The Captain's Toll-Gate eBook

This eBook from the Gutenberg Project consists of approximately 366 pages of information about The Captain's Toll-Gate.

The Captain's Toll-Gate eBook

This eBook from the Gutenberg Project consists of approximately 366 pages of information about The Captain's Toll-Gate.

“Yes,” she snapped, “there’s some people sick, and I guess there’ll be more of ’em a good deal sicker in the morning.  I’ve got to go.”

“A case of pizenin’?” asked the man very earnestly.

“Yes,” said she, wrapping her shawl around her; “the worse kind of pizenin’!” Then she talked no more.

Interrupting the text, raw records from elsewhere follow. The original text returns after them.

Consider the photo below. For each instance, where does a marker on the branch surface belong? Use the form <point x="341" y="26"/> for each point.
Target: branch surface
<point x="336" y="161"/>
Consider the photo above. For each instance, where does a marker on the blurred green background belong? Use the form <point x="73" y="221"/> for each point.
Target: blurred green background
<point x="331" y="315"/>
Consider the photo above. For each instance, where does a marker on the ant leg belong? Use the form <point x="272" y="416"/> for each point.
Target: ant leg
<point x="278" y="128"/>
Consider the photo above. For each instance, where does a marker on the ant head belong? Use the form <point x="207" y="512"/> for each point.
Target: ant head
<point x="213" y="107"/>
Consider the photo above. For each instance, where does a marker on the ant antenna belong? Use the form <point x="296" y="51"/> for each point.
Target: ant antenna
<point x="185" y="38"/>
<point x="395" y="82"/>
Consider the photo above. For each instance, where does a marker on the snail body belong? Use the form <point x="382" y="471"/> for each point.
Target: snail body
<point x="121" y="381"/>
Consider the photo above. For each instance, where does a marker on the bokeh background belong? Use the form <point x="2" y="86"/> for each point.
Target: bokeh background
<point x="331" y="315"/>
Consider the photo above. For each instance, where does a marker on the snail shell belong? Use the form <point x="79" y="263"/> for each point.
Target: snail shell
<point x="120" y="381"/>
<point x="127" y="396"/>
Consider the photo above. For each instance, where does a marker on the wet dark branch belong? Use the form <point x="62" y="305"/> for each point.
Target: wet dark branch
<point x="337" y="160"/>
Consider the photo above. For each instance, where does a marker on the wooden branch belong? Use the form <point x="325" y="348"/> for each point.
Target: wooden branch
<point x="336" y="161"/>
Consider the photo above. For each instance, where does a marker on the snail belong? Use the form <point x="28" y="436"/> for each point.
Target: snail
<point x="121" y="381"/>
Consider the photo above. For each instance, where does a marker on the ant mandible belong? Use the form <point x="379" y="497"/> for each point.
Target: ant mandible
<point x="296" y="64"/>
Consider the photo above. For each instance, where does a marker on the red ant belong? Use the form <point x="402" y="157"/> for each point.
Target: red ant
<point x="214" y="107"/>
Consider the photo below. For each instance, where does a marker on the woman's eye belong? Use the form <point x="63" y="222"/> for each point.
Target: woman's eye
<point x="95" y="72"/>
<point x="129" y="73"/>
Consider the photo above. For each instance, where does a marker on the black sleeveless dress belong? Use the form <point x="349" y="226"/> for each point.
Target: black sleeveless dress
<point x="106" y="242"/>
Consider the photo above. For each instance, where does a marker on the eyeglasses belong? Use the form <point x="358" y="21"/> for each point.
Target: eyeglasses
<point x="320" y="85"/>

The servant-girl slept late, and there were a good many ladies in the parlor when she came down.  She did not give them a chance to ask her anything, but told her message promptly.  It was a message pretty fairly remembered, although it had grown somewhat sharper in the night.  When it was finished the girl added:  “And I’m to have all the eatables in the house to take home to my mother, and Squire Allen is to pay me four dollars and seventy-five cents, which has been owin’ to me for wages for ever so long.”

CHAPTER XXXVI

Cold Tinder.

Olive and Dick Lancaster sat together in the captain’s parlor.  She was very quiet—­she had been very quiet of late—­but he was nervous.

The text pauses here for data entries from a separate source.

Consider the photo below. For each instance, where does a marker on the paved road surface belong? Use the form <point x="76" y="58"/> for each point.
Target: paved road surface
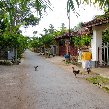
<point x="50" y="87"/>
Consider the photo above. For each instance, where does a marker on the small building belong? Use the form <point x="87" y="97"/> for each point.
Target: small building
<point x="100" y="51"/>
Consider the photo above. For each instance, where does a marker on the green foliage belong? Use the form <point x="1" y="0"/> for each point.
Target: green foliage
<point x="100" y="81"/>
<point x="82" y="41"/>
<point x="9" y="40"/>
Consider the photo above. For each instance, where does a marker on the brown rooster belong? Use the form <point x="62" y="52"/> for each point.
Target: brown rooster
<point x="75" y="71"/>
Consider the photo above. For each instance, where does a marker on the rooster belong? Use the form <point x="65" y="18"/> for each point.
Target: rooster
<point x="75" y="71"/>
<point x="35" y="67"/>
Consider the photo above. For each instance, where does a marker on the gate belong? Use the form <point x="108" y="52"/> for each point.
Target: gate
<point x="103" y="55"/>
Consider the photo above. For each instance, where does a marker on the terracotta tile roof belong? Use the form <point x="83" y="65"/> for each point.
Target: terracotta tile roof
<point x="82" y="31"/>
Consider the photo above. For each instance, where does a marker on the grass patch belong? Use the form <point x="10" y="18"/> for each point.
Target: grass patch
<point x="100" y="81"/>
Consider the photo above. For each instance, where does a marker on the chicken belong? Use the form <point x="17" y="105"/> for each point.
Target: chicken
<point x="75" y="71"/>
<point x="35" y="67"/>
<point x="88" y="70"/>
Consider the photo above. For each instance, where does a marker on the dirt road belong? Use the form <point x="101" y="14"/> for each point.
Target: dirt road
<point x="50" y="87"/>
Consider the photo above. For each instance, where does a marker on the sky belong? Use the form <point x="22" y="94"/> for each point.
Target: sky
<point x="59" y="16"/>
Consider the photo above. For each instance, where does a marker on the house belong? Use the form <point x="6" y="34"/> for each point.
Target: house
<point x="65" y="46"/>
<point x="100" y="52"/>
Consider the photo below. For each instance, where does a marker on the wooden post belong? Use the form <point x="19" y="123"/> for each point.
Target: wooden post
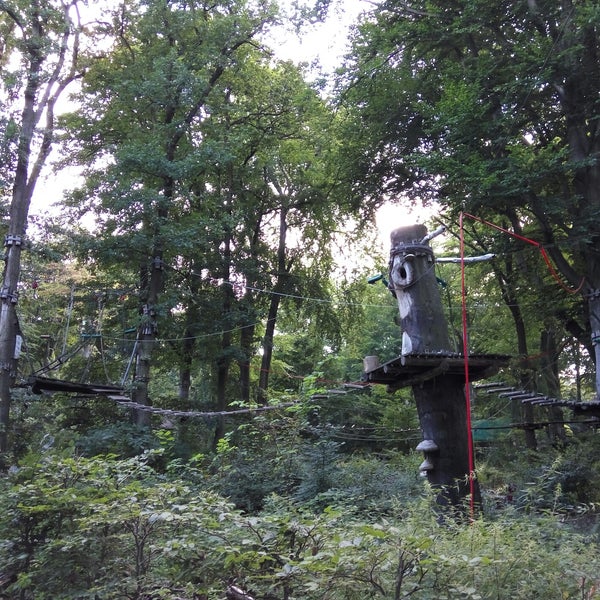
<point x="440" y="400"/>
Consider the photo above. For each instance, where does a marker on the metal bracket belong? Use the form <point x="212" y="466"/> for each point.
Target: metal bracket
<point x="13" y="240"/>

“It is very kind, Mr. Lancaster,” said Olive, breaking the silence, “for you to come to see us instead of writing.  It is so much pleasanter for friends—­”

“Oh, it was not kind,” he said, interrupting her.  “In fact, it was selfishness.  And now I want to tell you quickly, Miss Asher, while I have the chance, the reason of my coming here to-day.  It was not to offer you my congratulations or my sympathy, although you must know that I feel for you and your uncle as much in every way as any living being can feel.  I came to offer my love.  I have loved you almost ever since I knew you as much as any man can love a woman, and whenever I have been with you I could hardly hold myself back from telling you.  But I was strong, and I did not speak, for I knew you did not love me.”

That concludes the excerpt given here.